Two behind the scenes changes:

* Hypothesis will no longer write generated code to the file system. This
will improve performance on some systems (e.g. if you're using
`PythonAnywhere <https://www.pythonanywhere.com/>`_ which is running your
code from NFS) and prevent some annoying interactions with auto-restarting
systems.
* Hypothesis will cache the creation of some strategies. This can significantly
improve performance for code that uses flatmap or composite and thus has to
instantiate strategies a lot.

1.18.0

Not secure
-------------------

Features:

* Tests and find are now explicitly seeded off the global random module. This
means that if you nest one inside the other you will now get a health check
error. It also means that you can control global randomization by seeding
random.
* There is a new random_module() strategy which seeds the global random module
for you and handles things so that you don't get a health check warning if
you use it inside your tests.
* floats() now accepts two new arguments: allow\_nan and allow\_infinity. These
default to the old behaviour, but when set to False will do what the names
suggest.

Bug fixes:

* Fix a bug where tests that used text() on Python 3.4+ would not actually be
deterministic even when explicitly seeded or using the derandomize mode,
because generation depended on dictionary iteration order which was affected
by hash randomization.
* Fix a bug where with complicated strategies the timing of the initial health
check could affect the seeding of the subsequent test, which would also
render supposedly deterministic tests non-deterministic in some scenarios.
* In some circumstances flatmap() could get confused by two structurally
similar things it could generate and would produce a flaky test where the
first time it produced an error but the second time it produced the other
value, which was not an error.

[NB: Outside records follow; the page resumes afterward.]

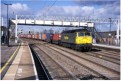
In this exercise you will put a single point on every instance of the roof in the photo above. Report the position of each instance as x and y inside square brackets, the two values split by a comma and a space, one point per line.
[75, 30]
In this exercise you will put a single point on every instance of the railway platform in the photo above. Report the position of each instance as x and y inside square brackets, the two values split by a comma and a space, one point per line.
[107, 47]
[22, 67]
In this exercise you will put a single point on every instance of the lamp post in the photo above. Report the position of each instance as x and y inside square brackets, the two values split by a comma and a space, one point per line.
[110, 31]
[7, 24]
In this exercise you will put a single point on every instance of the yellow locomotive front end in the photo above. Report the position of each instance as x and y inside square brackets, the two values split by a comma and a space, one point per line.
[84, 40]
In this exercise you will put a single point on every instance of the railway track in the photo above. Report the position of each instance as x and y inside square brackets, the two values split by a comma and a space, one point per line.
[102, 70]
[91, 65]
[67, 75]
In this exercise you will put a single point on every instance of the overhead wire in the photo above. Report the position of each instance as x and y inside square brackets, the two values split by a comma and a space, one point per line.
[49, 8]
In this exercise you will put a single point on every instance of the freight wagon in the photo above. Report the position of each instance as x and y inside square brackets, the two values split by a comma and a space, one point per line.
[78, 39]
[43, 36]
[48, 37]
[56, 38]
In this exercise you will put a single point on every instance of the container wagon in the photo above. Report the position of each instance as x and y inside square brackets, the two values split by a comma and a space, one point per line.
[79, 39]
[56, 38]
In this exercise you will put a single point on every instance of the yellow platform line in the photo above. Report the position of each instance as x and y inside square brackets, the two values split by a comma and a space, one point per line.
[1, 70]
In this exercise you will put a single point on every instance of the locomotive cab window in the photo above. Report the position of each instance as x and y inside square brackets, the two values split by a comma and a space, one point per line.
[87, 34]
[80, 33]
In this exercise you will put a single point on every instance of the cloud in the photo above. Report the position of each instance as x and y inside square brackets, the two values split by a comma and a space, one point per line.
[17, 8]
[106, 11]
[95, 2]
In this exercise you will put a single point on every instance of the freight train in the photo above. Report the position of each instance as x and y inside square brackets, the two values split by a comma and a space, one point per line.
[79, 39]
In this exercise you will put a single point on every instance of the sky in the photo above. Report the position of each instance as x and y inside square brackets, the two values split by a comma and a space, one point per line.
[83, 8]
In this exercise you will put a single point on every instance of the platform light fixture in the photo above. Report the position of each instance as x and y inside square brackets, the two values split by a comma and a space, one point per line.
[8, 24]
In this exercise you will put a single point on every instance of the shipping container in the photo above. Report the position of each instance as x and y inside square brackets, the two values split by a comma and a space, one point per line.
[36, 36]
[48, 37]
[40, 36]
[29, 36]
[56, 38]
[33, 36]
[43, 36]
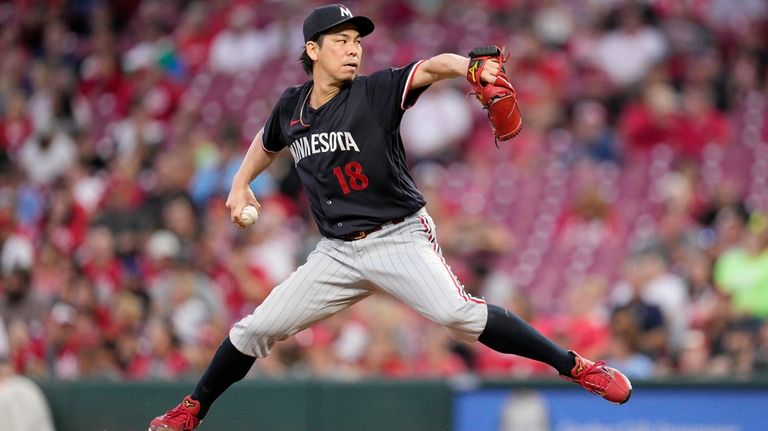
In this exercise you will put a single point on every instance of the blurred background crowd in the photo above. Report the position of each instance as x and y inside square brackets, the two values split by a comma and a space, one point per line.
[627, 221]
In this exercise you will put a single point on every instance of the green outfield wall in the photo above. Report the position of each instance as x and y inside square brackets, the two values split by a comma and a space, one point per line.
[373, 405]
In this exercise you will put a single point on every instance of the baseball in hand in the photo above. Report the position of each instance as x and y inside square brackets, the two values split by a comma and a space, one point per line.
[249, 215]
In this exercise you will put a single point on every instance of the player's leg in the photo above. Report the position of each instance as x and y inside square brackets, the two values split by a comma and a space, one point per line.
[327, 283]
[407, 263]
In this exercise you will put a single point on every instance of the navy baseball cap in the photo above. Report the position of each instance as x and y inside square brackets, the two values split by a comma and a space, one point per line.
[325, 17]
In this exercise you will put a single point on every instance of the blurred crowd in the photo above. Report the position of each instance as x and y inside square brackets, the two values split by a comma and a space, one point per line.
[628, 221]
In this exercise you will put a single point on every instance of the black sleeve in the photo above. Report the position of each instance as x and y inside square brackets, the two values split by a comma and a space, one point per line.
[390, 94]
[272, 139]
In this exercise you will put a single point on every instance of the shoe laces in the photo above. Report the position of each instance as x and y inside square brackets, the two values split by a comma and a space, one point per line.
[182, 413]
[595, 378]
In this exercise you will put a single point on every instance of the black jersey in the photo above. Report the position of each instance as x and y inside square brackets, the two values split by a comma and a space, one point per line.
[349, 153]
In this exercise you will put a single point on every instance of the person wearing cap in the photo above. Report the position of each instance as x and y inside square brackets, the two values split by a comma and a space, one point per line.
[342, 130]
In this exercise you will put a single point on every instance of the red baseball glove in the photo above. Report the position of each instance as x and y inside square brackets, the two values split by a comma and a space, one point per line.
[498, 98]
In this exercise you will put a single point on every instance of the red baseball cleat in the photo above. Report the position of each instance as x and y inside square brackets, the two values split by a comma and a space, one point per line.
[601, 380]
[180, 418]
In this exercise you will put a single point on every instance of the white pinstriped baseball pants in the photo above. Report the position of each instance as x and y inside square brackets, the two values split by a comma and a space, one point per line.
[402, 259]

The same bug was presumably also possible in
composite().
* flatmap() and composite() initial generation should now be moderately faster.
This will be particularly noticeable when you have many values drawn from the
same strategy in a single run, e.g. constructs like lists(s.flatmap(f)).
Shrinking performance *may* have suffered, but this didn't actually produce
an interestingly worse result in any of the standard scenarios tested.

1.17.1

Not secure
-------------------

A small bug fix release, which fixes the fact that the 'note' function could
not be used on tests which used the example decorator to provide explicit
examples.

1.17.0

Not secure
-------------------

This is actually the same release as 1.16.1, but 1.16.1 has been pulled because
it contains the following additional change that was not intended to be in a
patch release (it's perfectly stable, but is a larger change that should have
required a minor version bump):

* Hypothesis will now perform a series of "health checks" as part of running
your tests. These detect and warn about some common error conditions that
people often run into which wouldn't necessarily have caused the test to fail
but would cause e.g. degraded performance or confusing results.

1.16.1

-------------------

Note: This release has been removed.

A small bugfix release that allows bdists for Hypothesis to be built
under 2.7 - the compat3.py file which had Python 3 syntax wasn't intended
to be loaded under Python 2, but when building a bdist it was. In particular
this would break running setup.py test.